Top Cop Ousted After Charging Civil Rights Leaders In Confederate Monument Case

Portsmouth Chief Angela Greene allowed a police sergeant with a grudge to bring felony charges against a state senator, civil rights leaders and public defenders.
Portsmouth Police Chief Angela Greene was suspended after she announced questionable felony charges against a state senator, local NAACP leaders and city public defenders.
Portsmouth Police Chief Angela Greene was suspended after she announced questionable felony charges against a state senator, local NAACP leaders and city public defenders.
City of Portsmouth

The city manager of Portsmouth, Virginia, ousted the city’s police chief on Friday, weeks after the chief announced highly unusual felony charges against a sitting state senator, local civil rights leaders and city public defenders in connection with the destruction of a Confederate monument.

Portsmouth Police Chief Angela Greene allowed Sergeant Kevin McGee to bring the felony charges against Virginia Sen. Louise Lucas (D), NAACP officials, and others under a 70-year-old state law that allows for felony charges involving “injury to” Confederate monuments. She did so despite the fact that she had referred McGee to internal affairs after he wrote a vitriolic letter criticizing Lucas and several of the other defendants he’d later charge.

A group of protesters beheaded four statues on the city’s Confederate monument back in June, but many of the defendants charged with felonies had left the scene of the protest long before most of the destruction took place. One of the statues fell on a protester, seriously injuring him.

Greene has been removed from her position and placed on leave, according to The Virginian-Pilot. WAVY, a local television station, reported that Greene was facing an internal investigation and was placed on administrative leave for 30 days. The Portsmouth Police Department refused to say where the investigation into McGee stands.

Greene had replaced former Portsmouth Police Chief Tonya Chapman, who was Virginia’s first Black female police chief and was pushed out last year. After her forced departure, Chapman said that she’d never encountered the degree of racial bias that she saw in Portsmouth. Greene is also Black, but has gathered the support of a largely white group of Portsmouth residents, particularly after she announced the charges against Lucas and other local Black leaders. Sources who know McGee told HuffPost that he was one of Chapman’s most prominent detractors, and pushed his local Fraternal Order of Police to take a vote of no confidence in her.
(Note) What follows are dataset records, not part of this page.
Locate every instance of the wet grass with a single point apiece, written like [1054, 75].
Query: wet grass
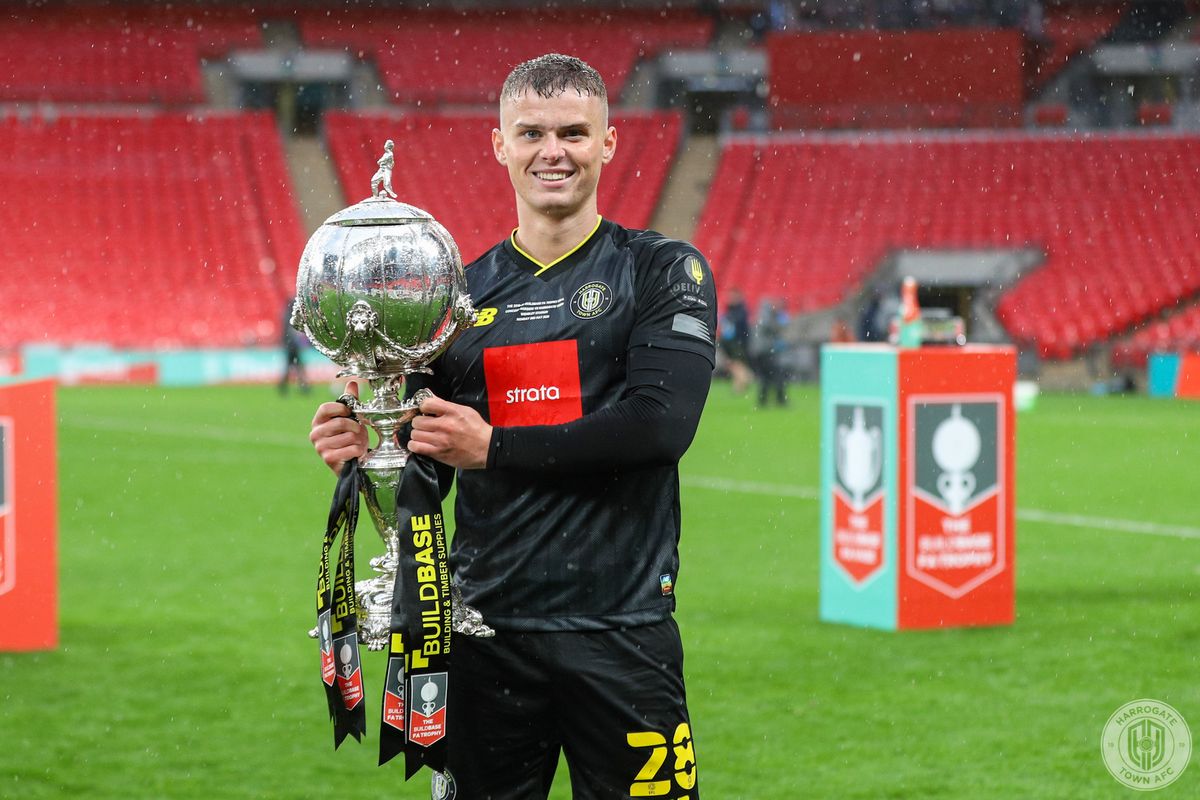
[190, 527]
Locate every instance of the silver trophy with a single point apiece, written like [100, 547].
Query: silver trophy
[381, 292]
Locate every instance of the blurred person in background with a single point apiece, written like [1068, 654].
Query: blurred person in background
[293, 354]
[769, 348]
[735, 341]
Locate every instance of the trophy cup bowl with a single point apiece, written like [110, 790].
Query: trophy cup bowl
[381, 292]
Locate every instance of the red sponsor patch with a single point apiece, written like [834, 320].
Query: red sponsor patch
[533, 384]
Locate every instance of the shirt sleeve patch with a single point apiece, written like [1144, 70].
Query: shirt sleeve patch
[690, 325]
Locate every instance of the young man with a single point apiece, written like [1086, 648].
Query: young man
[565, 410]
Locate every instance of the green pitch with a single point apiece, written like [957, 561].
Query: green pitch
[190, 524]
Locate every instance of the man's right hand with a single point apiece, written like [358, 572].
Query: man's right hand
[336, 437]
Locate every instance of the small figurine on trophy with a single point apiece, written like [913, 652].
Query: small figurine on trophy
[381, 292]
[381, 181]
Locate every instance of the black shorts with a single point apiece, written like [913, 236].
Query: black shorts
[612, 701]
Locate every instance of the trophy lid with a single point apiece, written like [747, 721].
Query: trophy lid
[378, 211]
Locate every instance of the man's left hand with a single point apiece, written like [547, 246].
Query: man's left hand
[450, 433]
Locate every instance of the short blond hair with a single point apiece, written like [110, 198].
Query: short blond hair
[553, 73]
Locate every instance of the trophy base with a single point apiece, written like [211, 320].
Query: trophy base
[375, 611]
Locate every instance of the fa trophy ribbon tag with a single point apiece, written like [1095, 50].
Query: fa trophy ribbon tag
[341, 671]
[381, 292]
[415, 698]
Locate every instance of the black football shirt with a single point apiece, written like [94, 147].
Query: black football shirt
[561, 551]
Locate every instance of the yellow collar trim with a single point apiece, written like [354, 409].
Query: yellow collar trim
[541, 266]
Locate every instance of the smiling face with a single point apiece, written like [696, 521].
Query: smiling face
[553, 149]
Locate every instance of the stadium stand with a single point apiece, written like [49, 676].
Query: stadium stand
[106, 54]
[145, 230]
[809, 220]
[1177, 332]
[1068, 31]
[444, 164]
[897, 79]
[441, 58]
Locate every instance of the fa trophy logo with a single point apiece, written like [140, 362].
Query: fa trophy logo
[957, 445]
[859, 456]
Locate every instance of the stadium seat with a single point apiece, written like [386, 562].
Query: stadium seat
[810, 220]
[147, 230]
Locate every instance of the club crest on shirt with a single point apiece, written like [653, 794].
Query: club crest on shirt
[591, 300]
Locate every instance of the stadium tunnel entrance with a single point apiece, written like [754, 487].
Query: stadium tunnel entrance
[965, 283]
[298, 86]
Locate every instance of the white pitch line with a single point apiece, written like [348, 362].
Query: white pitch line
[213, 433]
[1025, 515]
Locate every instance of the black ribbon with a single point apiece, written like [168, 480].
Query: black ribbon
[417, 686]
[417, 690]
[341, 671]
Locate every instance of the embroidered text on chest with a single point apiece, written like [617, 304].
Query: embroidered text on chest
[533, 310]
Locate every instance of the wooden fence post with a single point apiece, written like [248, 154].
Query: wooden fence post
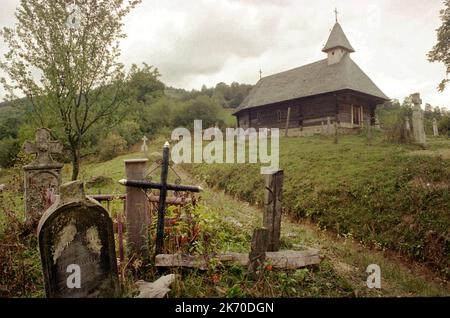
[137, 210]
[272, 212]
[286, 132]
[260, 243]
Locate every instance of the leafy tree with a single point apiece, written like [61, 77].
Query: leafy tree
[69, 72]
[441, 51]
[145, 83]
[9, 148]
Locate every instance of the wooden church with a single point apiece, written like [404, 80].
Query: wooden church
[332, 89]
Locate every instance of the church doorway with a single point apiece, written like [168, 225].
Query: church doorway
[357, 111]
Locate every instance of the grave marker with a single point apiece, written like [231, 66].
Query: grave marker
[163, 187]
[435, 129]
[42, 176]
[76, 243]
[144, 147]
[272, 212]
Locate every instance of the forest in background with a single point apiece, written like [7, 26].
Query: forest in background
[152, 109]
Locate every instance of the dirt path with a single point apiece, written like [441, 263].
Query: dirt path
[348, 258]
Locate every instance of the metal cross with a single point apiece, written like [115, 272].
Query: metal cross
[163, 187]
[43, 147]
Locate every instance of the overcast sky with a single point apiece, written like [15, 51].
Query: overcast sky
[196, 42]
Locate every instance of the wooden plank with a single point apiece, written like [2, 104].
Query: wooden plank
[260, 243]
[279, 260]
[137, 210]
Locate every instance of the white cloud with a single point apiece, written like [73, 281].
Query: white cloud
[208, 41]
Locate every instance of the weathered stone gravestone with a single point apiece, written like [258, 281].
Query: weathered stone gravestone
[272, 211]
[418, 129]
[76, 242]
[144, 147]
[42, 176]
[435, 129]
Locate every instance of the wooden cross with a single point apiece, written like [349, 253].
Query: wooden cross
[163, 187]
[43, 147]
[144, 146]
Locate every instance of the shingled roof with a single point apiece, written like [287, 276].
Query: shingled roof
[336, 39]
[312, 79]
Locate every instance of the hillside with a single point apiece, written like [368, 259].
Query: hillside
[228, 223]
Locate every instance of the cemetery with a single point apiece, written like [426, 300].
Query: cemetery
[115, 184]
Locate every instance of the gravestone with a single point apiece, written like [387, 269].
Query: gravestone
[417, 118]
[76, 243]
[435, 129]
[144, 147]
[42, 176]
[377, 122]
[407, 125]
[272, 211]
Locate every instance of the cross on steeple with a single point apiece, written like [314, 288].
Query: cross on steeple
[43, 147]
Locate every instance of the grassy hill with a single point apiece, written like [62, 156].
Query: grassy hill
[388, 197]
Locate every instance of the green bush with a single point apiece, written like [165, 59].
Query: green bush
[9, 148]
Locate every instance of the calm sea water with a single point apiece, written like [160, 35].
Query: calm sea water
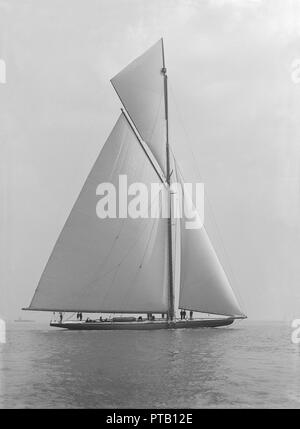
[247, 365]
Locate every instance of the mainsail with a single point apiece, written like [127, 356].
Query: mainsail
[140, 87]
[123, 264]
[108, 265]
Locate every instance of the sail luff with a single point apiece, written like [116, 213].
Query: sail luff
[108, 264]
[125, 113]
[204, 285]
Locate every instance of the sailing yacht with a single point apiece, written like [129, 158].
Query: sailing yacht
[127, 267]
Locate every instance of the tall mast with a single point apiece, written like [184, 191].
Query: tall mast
[168, 173]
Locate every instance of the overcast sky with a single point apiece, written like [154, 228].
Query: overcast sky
[234, 102]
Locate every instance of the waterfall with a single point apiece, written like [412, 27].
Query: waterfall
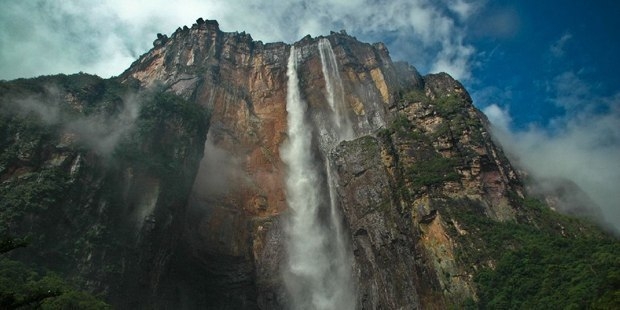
[318, 272]
[343, 128]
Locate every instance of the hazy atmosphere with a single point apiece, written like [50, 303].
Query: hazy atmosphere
[545, 74]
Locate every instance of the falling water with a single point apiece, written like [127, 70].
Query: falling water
[343, 130]
[317, 276]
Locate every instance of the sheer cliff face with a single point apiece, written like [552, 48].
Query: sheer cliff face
[423, 155]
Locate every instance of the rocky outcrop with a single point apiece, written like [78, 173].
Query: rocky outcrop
[97, 174]
[212, 234]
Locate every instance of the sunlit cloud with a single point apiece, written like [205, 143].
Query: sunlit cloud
[583, 145]
[48, 37]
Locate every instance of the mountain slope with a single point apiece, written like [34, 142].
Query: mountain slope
[433, 215]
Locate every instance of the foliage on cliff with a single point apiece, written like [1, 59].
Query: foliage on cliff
[68, 145]
[539, 259]
[560, 262]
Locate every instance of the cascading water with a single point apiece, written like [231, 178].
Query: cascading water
[318, 274]
[342, 127]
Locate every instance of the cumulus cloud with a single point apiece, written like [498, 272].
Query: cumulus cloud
[46, 37]
[583, 145]
[98, 132]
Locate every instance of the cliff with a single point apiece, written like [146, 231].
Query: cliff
[410, 183]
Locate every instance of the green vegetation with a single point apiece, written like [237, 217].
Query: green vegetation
[26, 288]
[557, 262]
[433, 171]
[416, 95]
[448, 105]
[77, 219]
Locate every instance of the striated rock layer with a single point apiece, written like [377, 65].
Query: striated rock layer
[397, 213]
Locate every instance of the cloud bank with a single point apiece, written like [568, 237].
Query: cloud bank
[48, 37]
[583, 145]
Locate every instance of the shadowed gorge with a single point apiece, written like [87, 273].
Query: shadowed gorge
[226, 173]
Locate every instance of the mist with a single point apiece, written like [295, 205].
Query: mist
[104, 38]
[582, 145]
[98, 132]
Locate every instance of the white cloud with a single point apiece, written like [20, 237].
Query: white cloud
[583, 145]
[498, 116]
[557, 48]
[49, 37]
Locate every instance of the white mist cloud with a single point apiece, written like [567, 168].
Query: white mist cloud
[582, 146]
[47, 37]
[98, 132]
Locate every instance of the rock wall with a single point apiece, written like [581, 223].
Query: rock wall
[211, 235]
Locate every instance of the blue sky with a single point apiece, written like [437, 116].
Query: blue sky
[544, 72]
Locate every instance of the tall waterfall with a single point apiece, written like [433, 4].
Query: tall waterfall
[342, 127]
[318, 274]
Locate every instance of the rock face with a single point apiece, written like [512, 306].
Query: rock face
[421, 157]
[403, 257]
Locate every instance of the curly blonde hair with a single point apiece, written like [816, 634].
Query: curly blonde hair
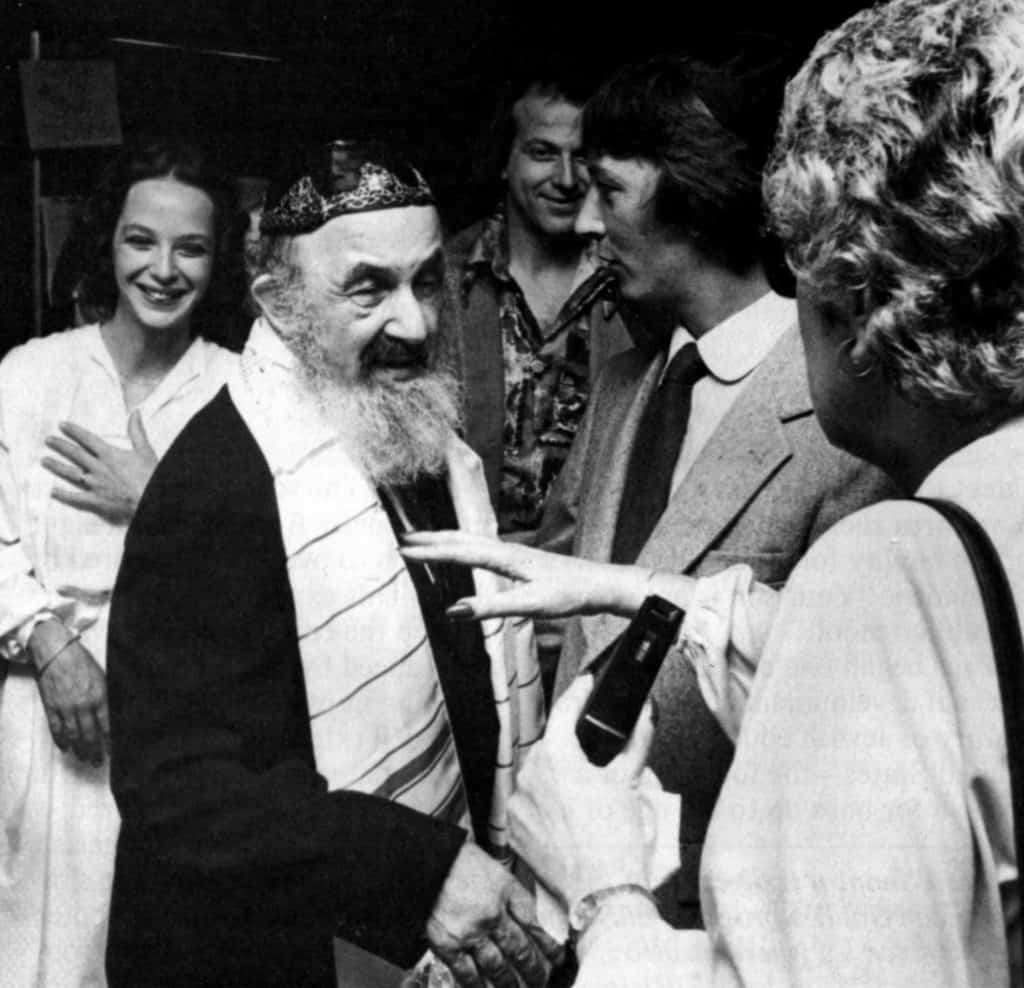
[899, 172]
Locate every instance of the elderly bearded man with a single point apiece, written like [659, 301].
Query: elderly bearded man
[301, 741]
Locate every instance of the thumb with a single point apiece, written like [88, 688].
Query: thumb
[633, 758]
[136, 432]
[566, 711]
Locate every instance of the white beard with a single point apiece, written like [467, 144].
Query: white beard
[396, 430]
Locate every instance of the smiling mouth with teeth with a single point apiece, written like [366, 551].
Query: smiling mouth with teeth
[159, 295]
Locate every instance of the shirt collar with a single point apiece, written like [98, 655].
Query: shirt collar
[489, 252]
[734, 347]
[190, 366]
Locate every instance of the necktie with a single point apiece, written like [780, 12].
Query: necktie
[658, 439]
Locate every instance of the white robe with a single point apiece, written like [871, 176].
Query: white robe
[59, 822]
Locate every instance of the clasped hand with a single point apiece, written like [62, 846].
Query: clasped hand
[484, 928]
[107, 480]
[73, 689]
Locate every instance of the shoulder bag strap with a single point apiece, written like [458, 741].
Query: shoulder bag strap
[1004, 627]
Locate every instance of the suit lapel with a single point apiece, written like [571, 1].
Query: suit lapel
[749, 445]
[615, 446]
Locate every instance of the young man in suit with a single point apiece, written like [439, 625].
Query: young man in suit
[301, 742]
[707, 453]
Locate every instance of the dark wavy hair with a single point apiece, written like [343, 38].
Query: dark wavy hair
[710, 183]
[217, 314]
Greene’s ouster happened the same day the majority of the defendants and their lawyers appeared in court for the first time. Portsmouth General District Judge Morton Whitlow announced that Virginia’s state Supreme Court would assign a special judge from outside of Portsmouth to hear the cases, according to The Virginian-Pilot. Another hearing is set for Sept. 17.

A total of 19 defendants have been charged. Some allegedly participated in the most serious destruction. But in Lucas’ case, McGee never alleged that she took part. Rather, under his own amateur legal theory, McGee alleged that Lucas’ rhetoric made her a part of a broad criminal conspiracy.

McGee had also attempted to sideline the city’s elected prosecutor, Commonwealth’s Attorney Stephanie Morales, by naming her as a suspect in the case, despite the fact that she wasn’t on the scene. Morales’ lawyer fought back in a motion this week, saying that Morales was “a constitutional officer charged with representing the Commonwealth in criminal prosecutions in the City of Portsmouth” and that she would “fulfill her professional duties.” The motion said McGee was acting in bad faith and that Morales ― “and not a police sergeant under investigation” ― would determine for herself whether she had a conflict of interest with the case.

Lucas’ daughter Lisa Lucas-Burke, who serves as Portsmouth’s vice mayor, is facing misdemeanor charges after a Portsmouth resident alleged that her calls for Greene’s dismissal violated an obscure city statute. Virginia’s magistrate system, which allowed McGee to obtain felony warrants without the approval of an actual prosecutor, also allows citizens to bring charges against officials in some cases.